The Norway-based Iran Human Rights Organization (IHRNGO) reported that 1,425 people have been executed across Iran over the past two years, coinciding with the second anniversary of Mahsa Amini’s death.
The organization has called for urgent attention from the global community and human rights organizations.
On Monday, September 16, Iran Human Rights released data from the past two years, warning against the Islamic Republic’s use of executions as a political repression tool.
According to the organization’s statistics, 815 people were executed in Iran during the two years before the “Woman, Life, Freedom” protests began.
The human rights group noted that drug-related crimes and security charges were the primary reasons for these executions.
The report also stated that in the last two years, 57 people have been executed on security charges, while 518 executions were carried out as part of Qisas (retribution) rulings.
Mahmood Amiry-Moghaddam, the spokesperson for the organization, said, “Execution is the Islamic Republic’s main tool to instill fear and suppress protests.

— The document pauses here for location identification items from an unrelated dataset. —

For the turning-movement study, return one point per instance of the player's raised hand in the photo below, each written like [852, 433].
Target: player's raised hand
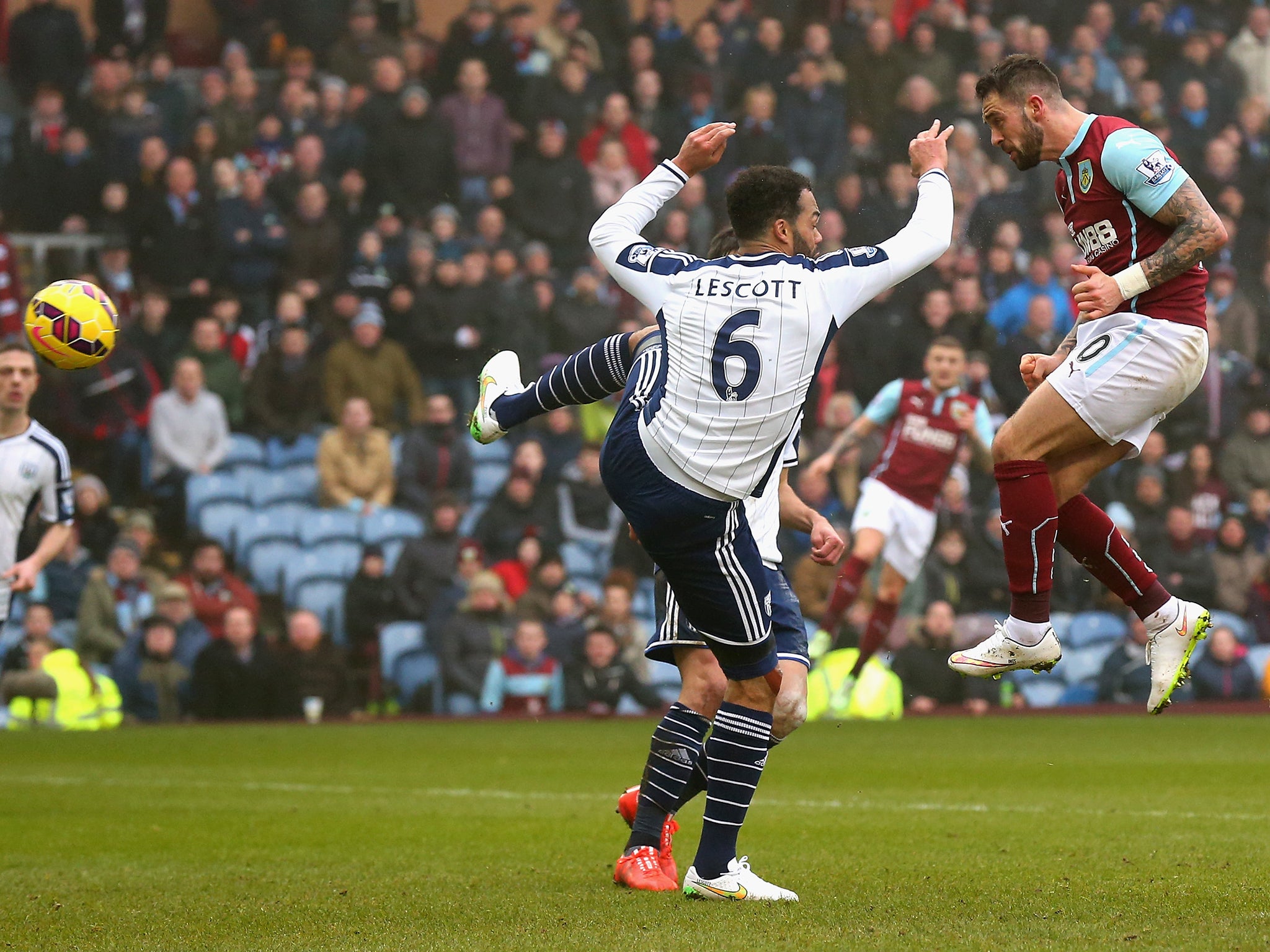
[1096, 295]
[704, 148]
[1034, 368]
[827, 545]
[930, 150]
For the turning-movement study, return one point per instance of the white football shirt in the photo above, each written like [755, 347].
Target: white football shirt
[745, 335]
[35, 470]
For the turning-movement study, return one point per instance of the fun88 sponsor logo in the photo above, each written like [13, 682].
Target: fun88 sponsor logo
[1096, 239]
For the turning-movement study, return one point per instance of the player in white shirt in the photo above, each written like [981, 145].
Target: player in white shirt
[744, 338]
[35, 469]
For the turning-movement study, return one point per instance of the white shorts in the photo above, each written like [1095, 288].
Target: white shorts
[908, 528]
[1127, 371]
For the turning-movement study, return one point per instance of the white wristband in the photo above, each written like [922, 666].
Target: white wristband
[1132, 281]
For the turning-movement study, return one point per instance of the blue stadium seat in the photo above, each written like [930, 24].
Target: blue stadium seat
[1043, 695]
[385, 524]
[266, 564]
[304, 451]
[498, 452]
[220, 521]
[579, 562]
[1083, 694]
[332, 562]
[1095, 627]
[391, 553]
[1241, 628]
[413, 672]
[296, 484]
[1259, 658]
[277, 522]
[243, 450]
[324, 598]
[1085, 663]
[329, 526]
[213, 488]
[488, 479]
[395, 640]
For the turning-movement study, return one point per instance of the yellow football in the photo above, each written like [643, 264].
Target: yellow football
[71, 324]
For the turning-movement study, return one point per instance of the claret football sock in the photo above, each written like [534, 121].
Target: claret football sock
[735, 756]
[584, 377]
[1029, 524]
[1095, 542]
[672, 758]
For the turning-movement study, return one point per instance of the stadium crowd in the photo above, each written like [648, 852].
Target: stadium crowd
[316, 243]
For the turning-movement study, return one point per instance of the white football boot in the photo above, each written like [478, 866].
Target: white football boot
[1169, 650]
[738, 883]
[998, 654]
[500, 375]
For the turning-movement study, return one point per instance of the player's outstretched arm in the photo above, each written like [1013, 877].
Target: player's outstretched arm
[1198, 232]
[615, 238]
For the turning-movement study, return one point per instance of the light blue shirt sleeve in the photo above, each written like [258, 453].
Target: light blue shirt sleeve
[883, 407]
[984, 425]
[1137, 163]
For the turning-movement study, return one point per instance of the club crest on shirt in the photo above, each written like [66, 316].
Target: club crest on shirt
[1157, 168]
[1085, 174]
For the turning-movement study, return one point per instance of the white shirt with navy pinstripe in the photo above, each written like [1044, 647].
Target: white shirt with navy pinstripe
[35, 471]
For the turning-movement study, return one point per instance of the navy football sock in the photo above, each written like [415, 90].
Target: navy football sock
[672, 757]
[584, 377]
[735, 754]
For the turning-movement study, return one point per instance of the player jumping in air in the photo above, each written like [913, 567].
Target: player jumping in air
[33, 465]
[744, 337]
[895, 516]
[1139, 350]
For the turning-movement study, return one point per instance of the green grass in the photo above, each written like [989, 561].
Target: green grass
[1057, 833]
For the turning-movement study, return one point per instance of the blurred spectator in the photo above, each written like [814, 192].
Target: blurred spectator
[1245, 462]
[922, 668]
[375, 369]
[97, 528]
[436, 457]
[355, 462]
[46, 45]
[236, 677]
[470, 641]
[214, 589]
[427, 564]
[221, 374]
[601, 679]
[153, 682]
[65, 578]
[283, 387]
[1236, 568]
[189, 436]
[525, 681]
[310, 666]
[1222, 671]
[115, 602]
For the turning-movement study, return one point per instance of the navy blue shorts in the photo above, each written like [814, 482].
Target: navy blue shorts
[704, 546]
[675, 631]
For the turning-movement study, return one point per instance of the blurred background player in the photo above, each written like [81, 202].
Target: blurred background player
[895, 514]
[35, 467]
[1137, 351]
[701, 436]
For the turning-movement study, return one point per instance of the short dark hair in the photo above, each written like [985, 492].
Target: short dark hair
[1016, 77]
[946, 340]
[763, 195]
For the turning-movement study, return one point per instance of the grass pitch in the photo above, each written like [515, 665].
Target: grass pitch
[1055, 833]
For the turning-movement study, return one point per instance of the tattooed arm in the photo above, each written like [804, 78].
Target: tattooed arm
[1198, 232]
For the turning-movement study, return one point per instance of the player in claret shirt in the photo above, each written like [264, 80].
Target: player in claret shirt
[895, 516]
[1139, 350]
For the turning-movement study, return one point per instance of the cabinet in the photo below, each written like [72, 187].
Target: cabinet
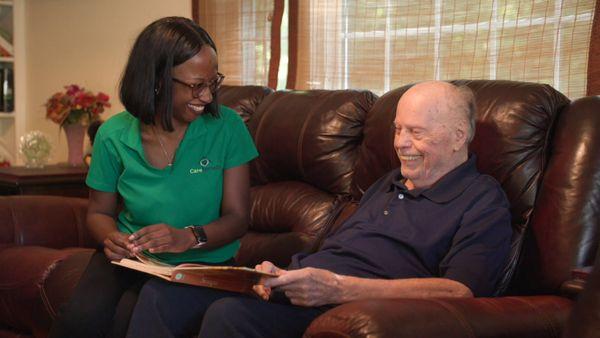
[12, 77]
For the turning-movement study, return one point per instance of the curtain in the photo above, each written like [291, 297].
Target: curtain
[384, 44]
[242, 33]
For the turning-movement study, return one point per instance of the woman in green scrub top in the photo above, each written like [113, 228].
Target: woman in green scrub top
[169, 176]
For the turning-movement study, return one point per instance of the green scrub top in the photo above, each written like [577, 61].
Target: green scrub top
[187, 193]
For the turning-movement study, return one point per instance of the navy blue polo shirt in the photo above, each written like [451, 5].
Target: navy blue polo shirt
[457, 229]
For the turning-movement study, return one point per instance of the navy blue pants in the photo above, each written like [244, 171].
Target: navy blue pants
[101, 303]
[167, 309]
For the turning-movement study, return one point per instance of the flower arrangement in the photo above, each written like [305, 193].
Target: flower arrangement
[76, 106]
[36, 148]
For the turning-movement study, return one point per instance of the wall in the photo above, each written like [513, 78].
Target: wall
[85, 42]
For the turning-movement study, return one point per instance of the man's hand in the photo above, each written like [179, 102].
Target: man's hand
[308, 286]
[161, 238]
[116, 246]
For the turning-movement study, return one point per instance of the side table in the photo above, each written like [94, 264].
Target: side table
[56, 179]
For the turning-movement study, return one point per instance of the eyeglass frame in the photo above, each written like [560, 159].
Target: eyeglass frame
[199, 88]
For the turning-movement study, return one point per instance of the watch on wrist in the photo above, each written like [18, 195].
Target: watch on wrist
[199, 234]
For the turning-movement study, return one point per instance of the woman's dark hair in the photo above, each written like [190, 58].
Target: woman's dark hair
[146, 85]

Drug-related offenders, who are executed without fair trials by the Revolutionary Courts, are low-cost victims of the regime’s killing machine.”
He also urged the international community, particularly the United Nations fact-finding committee, to investigate the Islamic Republic’s use of executions to suppress the “Woman, Life, Freedom” protests.
While the report did not specify the identities of those executed in the last two years, it noted that during the “Woman, Life, Freedom” protests, at least 551 protesters were killed by security forces, including 68 children and 49 women.
Mahsa Amini, a 21-year-old Iranian Kurdish woman, was arrested by the morality police in Tehran in September 2022 and died in custody, sparking widespread protests across the country.
The alarming rise in executions in Iran highlights the regime’s use of capital punishment as a means of control and political suppression. The international community is being urged to intervene and address the use of executions as a tool for instilling fear and suppressing dissent, particularly in light of the “Woman, Life, Freedom” movement.